I want to build a Brainfuck (Damn that name) interpreter in my freshly created programming language to prove it\'s turing-completeness.
Now, everything is clear so far (
When you reach [
, you test the data pointer.
If it's false, you can scan for the next matched ]
character, counting up how many [
you see and making sure you mark them off as you see each ]
.
If it's true, you need to keep track of its position so you can jump back to it later. I suggest using a stack. Push the current program position onto the stack, then when you reach ]
, test the data pointer. If it's true, go to the topmost program position on the stack. If it's false, pop the position off the stack and continue.

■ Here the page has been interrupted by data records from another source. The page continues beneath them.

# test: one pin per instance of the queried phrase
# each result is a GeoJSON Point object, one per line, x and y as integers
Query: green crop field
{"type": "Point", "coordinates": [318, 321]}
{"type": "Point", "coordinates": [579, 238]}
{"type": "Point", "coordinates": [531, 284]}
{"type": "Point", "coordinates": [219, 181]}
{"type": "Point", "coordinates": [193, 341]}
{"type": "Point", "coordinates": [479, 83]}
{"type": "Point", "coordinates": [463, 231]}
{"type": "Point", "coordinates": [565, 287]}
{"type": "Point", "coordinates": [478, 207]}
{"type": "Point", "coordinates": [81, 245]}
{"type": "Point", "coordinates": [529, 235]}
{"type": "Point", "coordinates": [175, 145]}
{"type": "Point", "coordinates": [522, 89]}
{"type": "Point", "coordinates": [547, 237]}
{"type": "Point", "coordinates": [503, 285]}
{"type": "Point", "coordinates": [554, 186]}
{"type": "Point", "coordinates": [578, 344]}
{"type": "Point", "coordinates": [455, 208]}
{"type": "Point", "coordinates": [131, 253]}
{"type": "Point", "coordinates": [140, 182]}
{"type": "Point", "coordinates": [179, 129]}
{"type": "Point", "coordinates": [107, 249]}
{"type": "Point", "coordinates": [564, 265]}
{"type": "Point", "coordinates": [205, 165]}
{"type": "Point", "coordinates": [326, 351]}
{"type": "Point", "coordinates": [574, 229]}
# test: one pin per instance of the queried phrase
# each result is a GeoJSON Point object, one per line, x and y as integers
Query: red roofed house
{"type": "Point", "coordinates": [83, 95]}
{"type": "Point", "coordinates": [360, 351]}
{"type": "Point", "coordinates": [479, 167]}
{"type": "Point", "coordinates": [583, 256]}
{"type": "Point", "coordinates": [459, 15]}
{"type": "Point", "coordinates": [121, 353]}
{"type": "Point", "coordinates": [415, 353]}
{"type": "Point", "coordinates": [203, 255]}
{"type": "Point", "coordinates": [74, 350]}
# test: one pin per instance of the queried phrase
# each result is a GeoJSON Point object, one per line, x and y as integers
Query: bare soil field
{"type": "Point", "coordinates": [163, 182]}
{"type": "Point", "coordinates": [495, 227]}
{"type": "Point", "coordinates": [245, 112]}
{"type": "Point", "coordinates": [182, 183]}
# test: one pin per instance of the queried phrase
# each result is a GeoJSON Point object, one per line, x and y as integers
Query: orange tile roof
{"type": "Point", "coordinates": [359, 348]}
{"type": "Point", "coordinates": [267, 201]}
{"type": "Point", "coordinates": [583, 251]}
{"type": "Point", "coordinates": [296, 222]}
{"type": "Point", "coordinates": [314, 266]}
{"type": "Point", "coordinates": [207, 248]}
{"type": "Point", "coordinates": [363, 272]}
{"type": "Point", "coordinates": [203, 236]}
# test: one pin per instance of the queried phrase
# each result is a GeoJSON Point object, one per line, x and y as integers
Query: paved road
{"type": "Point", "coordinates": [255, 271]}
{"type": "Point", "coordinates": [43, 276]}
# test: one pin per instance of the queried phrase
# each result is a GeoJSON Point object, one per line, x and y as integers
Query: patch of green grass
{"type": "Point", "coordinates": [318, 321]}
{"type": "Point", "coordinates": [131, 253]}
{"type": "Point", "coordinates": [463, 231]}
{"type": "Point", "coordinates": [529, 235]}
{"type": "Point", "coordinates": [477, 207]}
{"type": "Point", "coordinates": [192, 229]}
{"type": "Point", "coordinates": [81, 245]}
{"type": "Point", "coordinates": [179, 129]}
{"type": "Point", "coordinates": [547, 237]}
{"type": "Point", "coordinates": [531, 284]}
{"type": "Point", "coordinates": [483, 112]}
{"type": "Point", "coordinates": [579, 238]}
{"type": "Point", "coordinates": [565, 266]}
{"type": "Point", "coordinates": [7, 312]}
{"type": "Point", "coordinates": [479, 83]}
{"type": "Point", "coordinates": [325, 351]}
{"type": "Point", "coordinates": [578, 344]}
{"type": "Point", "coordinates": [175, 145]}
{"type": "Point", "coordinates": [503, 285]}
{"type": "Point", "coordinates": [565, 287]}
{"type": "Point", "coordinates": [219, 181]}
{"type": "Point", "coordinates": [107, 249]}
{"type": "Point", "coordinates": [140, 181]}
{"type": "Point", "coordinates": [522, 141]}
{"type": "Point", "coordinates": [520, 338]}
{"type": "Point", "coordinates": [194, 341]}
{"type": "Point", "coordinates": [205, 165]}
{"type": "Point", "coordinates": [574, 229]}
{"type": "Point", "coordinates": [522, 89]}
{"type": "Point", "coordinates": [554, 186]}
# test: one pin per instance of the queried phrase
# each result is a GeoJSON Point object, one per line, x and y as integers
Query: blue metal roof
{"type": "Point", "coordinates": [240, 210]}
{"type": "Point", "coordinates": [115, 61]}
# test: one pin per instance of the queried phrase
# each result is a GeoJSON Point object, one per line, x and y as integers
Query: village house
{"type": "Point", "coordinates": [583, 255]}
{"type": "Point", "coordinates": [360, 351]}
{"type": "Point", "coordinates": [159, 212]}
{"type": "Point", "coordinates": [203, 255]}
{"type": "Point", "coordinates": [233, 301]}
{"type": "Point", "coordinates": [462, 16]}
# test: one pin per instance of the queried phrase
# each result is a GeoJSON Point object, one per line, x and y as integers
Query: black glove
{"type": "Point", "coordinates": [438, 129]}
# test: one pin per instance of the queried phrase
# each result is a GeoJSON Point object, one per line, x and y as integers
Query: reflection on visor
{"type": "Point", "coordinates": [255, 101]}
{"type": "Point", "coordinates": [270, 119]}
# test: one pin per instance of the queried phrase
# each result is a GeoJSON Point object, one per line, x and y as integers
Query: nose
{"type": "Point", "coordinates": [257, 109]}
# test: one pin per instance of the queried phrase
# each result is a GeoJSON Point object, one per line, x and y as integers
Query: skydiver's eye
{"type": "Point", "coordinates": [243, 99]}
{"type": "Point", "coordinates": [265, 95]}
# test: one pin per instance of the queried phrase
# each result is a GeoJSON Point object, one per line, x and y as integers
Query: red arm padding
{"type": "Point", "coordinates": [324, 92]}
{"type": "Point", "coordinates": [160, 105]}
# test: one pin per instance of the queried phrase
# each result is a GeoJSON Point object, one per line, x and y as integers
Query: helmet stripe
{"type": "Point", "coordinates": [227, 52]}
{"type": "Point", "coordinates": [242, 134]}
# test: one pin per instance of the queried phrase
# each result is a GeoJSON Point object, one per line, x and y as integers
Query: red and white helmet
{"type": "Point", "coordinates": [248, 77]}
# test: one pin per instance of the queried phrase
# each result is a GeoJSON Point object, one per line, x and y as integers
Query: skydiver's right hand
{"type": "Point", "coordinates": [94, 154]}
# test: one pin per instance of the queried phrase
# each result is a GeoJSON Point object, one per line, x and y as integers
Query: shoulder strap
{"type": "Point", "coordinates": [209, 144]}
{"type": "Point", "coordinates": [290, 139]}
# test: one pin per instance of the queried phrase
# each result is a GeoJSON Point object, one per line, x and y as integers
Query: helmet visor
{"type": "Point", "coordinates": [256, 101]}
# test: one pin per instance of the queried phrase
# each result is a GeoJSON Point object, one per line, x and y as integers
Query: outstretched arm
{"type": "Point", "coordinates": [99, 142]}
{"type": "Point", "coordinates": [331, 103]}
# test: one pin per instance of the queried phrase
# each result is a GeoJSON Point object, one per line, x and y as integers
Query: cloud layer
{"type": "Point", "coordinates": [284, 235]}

As you nest into inner loops, the stack will cleanly record the context of each loop.
See stack (wikipedia). This is analogous to how assembly programs deal with function calls.
From the top of my head, might be some errors in it, but something like this should work:
char* interpret(char* instructions){
char* c = instructions;
while (*c) {
if (*c == ".") putchar(*p);
else if (*c == ",") *p = getchar();
else if (*c == '+') (*p)++;
else if (*c == '-') (*p)--;
else if (*c == '<') p--;
else if (*c == '>') p++;
else if (*c == '[') c = interpret(c+1);
else if (*c == ']') { if (*p) c = instructions else return c; }
c++;
}
return 0;
}
Call interpret with the brainf*ck source code. The pointer p is to the current memory position. Do a recursive call when spotting a [. Return from this recursive call when encountering a ].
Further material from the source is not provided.